The same principles of plan, circulation and materials are used in a completely different way in the Kandalama Hotel, built in 1991. The site is in the Dry zone, the hotel built on a rocky ridge in the middle of the jungle. Bawa has used the natural landscape to maximum advantage. Entrance is through a winding tunnel where one wall is made of natural rock. This suddenly opens out to reveal the hotel’s pool, terraces, and Sigiriya in the distance beyond the tank. Robson states, “The snaking form makes it possible for the two residential wings to echo the shape of the ridge, so the journey to the rooms runs alongside the cliff-face, the structure burrowing into the ridge in some places, in other standing proud and allowing the rocky landscape to run beneath.”

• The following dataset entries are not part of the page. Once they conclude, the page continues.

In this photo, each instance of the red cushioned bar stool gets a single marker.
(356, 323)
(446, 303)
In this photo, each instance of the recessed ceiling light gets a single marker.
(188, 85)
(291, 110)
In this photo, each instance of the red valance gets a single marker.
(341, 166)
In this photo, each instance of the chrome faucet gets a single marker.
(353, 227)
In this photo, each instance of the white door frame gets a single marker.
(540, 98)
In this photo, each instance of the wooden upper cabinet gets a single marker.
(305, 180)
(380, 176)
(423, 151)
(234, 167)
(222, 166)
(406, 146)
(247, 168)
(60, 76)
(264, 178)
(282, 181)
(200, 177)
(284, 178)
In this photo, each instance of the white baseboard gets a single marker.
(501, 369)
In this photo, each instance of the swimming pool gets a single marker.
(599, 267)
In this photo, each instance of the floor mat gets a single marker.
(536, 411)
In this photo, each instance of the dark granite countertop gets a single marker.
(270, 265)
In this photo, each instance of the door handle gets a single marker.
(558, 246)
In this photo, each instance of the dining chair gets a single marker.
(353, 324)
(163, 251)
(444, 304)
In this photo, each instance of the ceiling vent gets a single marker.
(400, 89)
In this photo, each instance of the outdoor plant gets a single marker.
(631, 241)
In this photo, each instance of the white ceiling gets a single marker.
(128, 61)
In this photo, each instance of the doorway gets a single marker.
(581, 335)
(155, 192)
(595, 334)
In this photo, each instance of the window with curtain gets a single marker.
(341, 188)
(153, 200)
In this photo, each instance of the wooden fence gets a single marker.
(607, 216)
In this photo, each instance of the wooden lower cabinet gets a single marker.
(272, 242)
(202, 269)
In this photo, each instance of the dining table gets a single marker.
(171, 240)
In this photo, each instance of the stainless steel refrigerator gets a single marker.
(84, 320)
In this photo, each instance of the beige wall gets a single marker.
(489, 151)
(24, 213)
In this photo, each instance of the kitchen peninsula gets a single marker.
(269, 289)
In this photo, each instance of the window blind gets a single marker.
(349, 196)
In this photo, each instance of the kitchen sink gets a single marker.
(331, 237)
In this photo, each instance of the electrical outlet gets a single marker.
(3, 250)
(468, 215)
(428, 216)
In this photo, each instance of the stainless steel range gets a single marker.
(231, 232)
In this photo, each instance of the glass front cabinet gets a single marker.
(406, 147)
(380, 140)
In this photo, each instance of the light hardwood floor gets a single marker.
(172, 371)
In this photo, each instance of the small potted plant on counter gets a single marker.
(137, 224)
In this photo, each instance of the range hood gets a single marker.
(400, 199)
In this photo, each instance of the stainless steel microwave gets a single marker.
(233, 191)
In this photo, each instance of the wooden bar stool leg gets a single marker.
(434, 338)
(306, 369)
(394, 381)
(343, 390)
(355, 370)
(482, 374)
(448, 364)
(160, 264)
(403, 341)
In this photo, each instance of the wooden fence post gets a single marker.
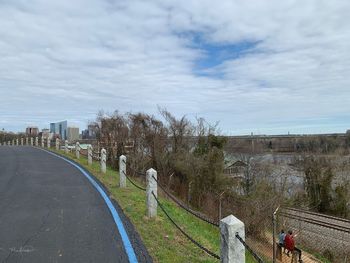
(122, 171)
(77, 150)
(151, 187)
(57, 144)
(232, 250)
(103, 160)
(89, 155)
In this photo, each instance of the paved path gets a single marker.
(49, 212)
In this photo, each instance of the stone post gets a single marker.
(89, 155)
(66, 150)
(232, 250)
(103, 160)
(57, 144)
(77, 150)
(151, 187)
(122, 171)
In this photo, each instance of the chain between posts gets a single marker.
(185, 207)
(184, 233)
(137, 186)
(137, 172)
(258, 259)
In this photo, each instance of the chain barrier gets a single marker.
(97, 158)
(258, 259)
(196, 214)
(137, 172)
(137, 186)
(184, 233)
(83, 154)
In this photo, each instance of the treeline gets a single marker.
(190, 167)
(189, 159)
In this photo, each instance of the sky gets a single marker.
(267, 67)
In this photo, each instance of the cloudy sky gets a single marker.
(266, 67)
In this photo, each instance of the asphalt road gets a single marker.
(50, 212)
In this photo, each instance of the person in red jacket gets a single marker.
(289, 244)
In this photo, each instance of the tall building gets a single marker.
(59, 128)
(72, 134)
(90, 132)
(32, 131)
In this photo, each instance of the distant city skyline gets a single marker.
(267, 67)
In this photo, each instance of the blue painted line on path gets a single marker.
(126, 241)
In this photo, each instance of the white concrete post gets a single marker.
(77, 150)
(89, 155)
(66, 146)
(103, 160)
(232, 250)
(151, 187)
(57, 144)
(122, 171)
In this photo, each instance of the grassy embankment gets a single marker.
(163, 241)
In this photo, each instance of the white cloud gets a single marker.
(67, 59)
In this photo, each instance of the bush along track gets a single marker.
(164, 242)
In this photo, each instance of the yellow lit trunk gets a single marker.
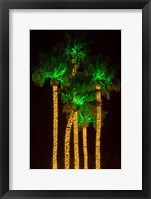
(85, 147)
(74, 70)
(55, 126)
(98, 129)
(76, 146)
(67, 140)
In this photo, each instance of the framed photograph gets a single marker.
(75, 99)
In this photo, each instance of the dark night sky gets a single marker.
(105, 42)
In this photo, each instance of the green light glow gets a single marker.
(81, 80)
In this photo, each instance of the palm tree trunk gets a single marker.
(85, 147)
(98, 129)
(55, 126)
(76, 146)
(67, 141)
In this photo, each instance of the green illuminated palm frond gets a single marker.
(79, 91)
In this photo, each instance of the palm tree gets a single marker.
(86, 115)
(104, 79)
(75, 95)
(53, 67)
(76, 50)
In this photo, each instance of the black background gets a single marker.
(105, 42)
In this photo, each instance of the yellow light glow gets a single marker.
(98, 130)
(74, 69)
(55, 126)
(85, 147)
(67, 140)
(76, 146)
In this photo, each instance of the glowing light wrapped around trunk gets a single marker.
(98, 130)
(55, 126)
(76, 146)
(85, 147)
(67, 141)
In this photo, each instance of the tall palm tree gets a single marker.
(86, 115)
(76, 50)
(53, 67)
(76, 94)
(104, 78)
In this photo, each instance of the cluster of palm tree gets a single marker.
(81, 80)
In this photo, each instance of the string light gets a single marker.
(67, 141)
(55, 125)
(85, 147)
(98, 130)
(76, 147)
(74, 69)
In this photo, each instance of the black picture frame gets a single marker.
(5, 5)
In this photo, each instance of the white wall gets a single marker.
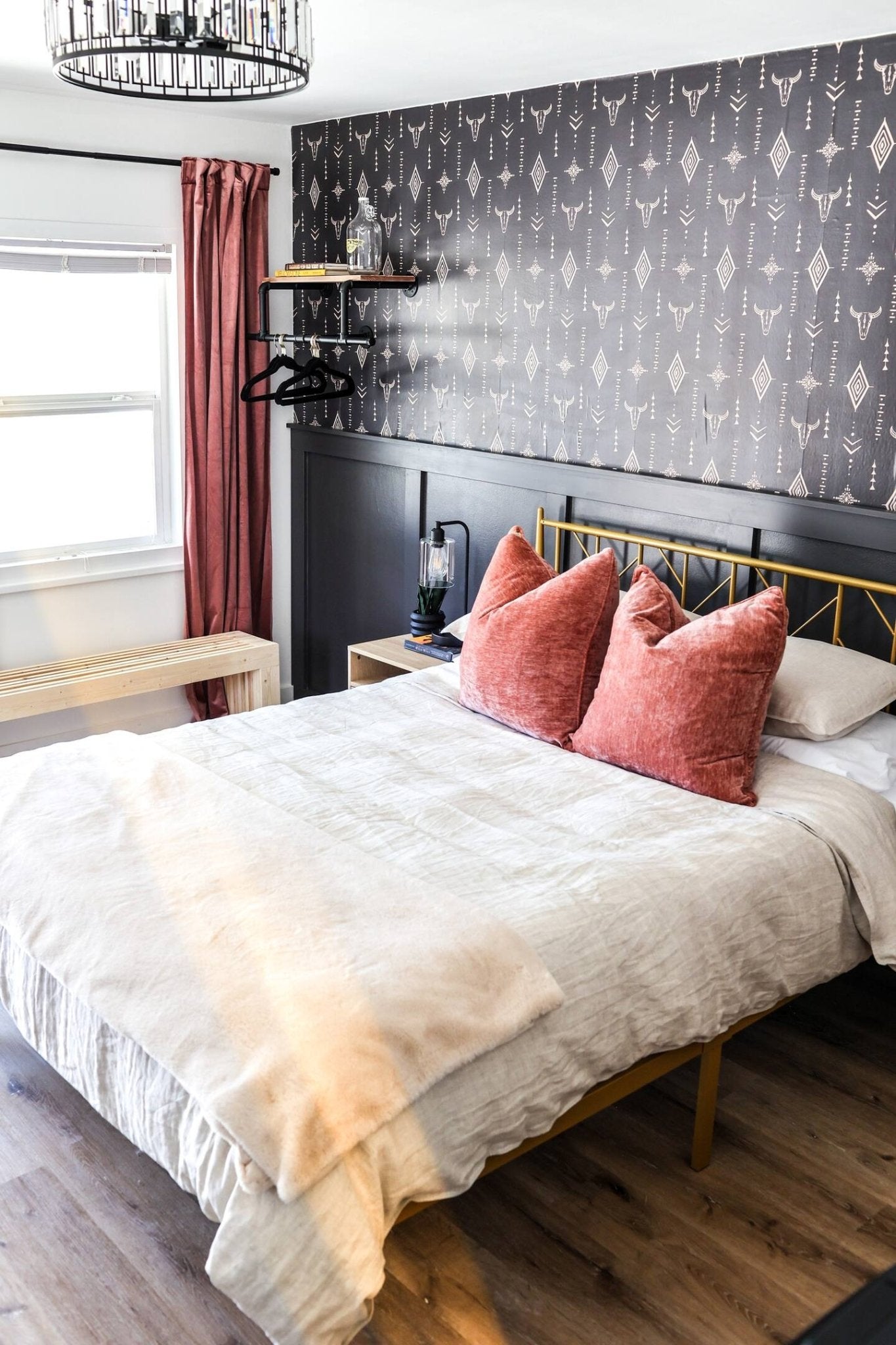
(66, 622)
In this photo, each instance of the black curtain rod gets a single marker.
(97, 154)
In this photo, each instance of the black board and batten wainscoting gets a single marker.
(360, 505)
(664, 301)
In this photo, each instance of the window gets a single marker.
(88, 477)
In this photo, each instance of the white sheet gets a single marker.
(867, 755)
(572, 854)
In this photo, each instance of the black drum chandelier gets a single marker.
(183, 50)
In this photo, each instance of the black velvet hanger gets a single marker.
(333, 382)
(280, 362)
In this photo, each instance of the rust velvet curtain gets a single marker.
(227, 545)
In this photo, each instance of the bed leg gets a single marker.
(706, 1113)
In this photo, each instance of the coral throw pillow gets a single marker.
(536, 640)
(685, 701)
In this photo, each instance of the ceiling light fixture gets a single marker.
(183, 50)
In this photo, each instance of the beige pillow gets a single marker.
(824, 692)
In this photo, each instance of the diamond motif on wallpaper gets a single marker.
(610, 167)
(829, 150)
(807, 382)
(599, 368)
(870, 268)
(762, 378)
(857, 386)
(676, 373)
(568, 269)
(819, 268)
(689, 160)
(882, 144)
(539, 174)
(643, 268)
(726, 268)
(779, 154)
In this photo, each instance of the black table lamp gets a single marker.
(436, 577)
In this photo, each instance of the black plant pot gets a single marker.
(427, 625)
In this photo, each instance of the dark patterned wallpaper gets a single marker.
(681, 272)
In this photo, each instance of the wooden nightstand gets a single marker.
(375, 661)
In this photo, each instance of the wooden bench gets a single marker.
(249, 667)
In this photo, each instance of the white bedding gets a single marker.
(662, 916)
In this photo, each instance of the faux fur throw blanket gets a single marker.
(301, 990)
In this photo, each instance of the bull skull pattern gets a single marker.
(684, 273)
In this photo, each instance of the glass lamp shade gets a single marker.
(437, 562)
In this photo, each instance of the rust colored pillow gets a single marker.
(536, 640)
(685, 701)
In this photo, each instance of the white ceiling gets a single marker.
(378, 54)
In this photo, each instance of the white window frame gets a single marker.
(123, 557)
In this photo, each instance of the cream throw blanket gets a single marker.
(303, 992)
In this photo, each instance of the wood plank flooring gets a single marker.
(602, 1238)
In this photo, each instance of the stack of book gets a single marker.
(301, 269)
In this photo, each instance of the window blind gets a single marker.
(83, 259)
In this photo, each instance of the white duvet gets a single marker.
(662, 916)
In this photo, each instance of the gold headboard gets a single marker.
(756, 569)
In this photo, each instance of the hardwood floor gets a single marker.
(602, 1238)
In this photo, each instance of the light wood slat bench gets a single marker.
(249, 667)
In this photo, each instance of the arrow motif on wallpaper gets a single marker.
(714, 254)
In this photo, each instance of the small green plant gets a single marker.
(429, 602)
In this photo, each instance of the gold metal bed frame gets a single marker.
(763, 572)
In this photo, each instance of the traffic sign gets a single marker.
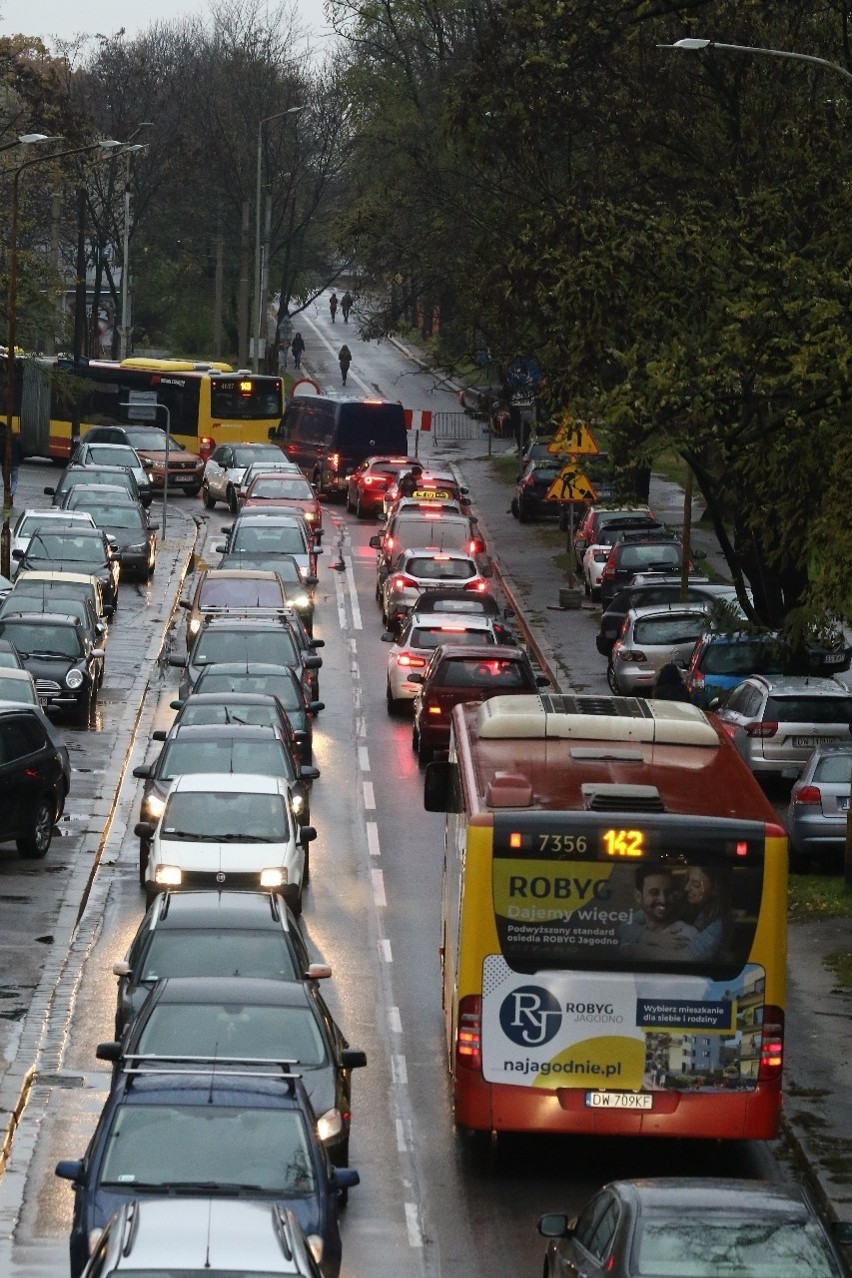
(574, 436)
(571, 485)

Corridors, passages and stairways are open to the elements on two sides, with screens of vegetation grown outside. In places where the rooms cannot be completely opened, glass is used to diffuse the boundaries between indoors and outdoors by opening up the vistas of the encroaching jungle, and tank in the distance.
The structure is minimal, and made of concrete. Bawa makes effective use of contrast here: the materials in the public spaces cool and hard; mostly concrete and granite, relying on the expanses of natural rock to convey a sense of being in the wilderness. (Robson, 2002), while the rooms are surrounded by lush vegetation and greenery. The emphasis is not on the building itself; but on experiencing the environment as we move across the building.
Both projects, built thirty years apart, are very different. They show Bawa’s own distinctive use of space. The first is introverted; he has made a small space appear larger by using the above mentioned devices to open the house out into the garden. The second is extroverted; he has minimised the boundaries of the building, and merged it with the landscape.
Robson, David G, and Geoffrey Bawa. Geoffrey Bawa. New York, N.Y.: Thames & Hudson, 2002. Print.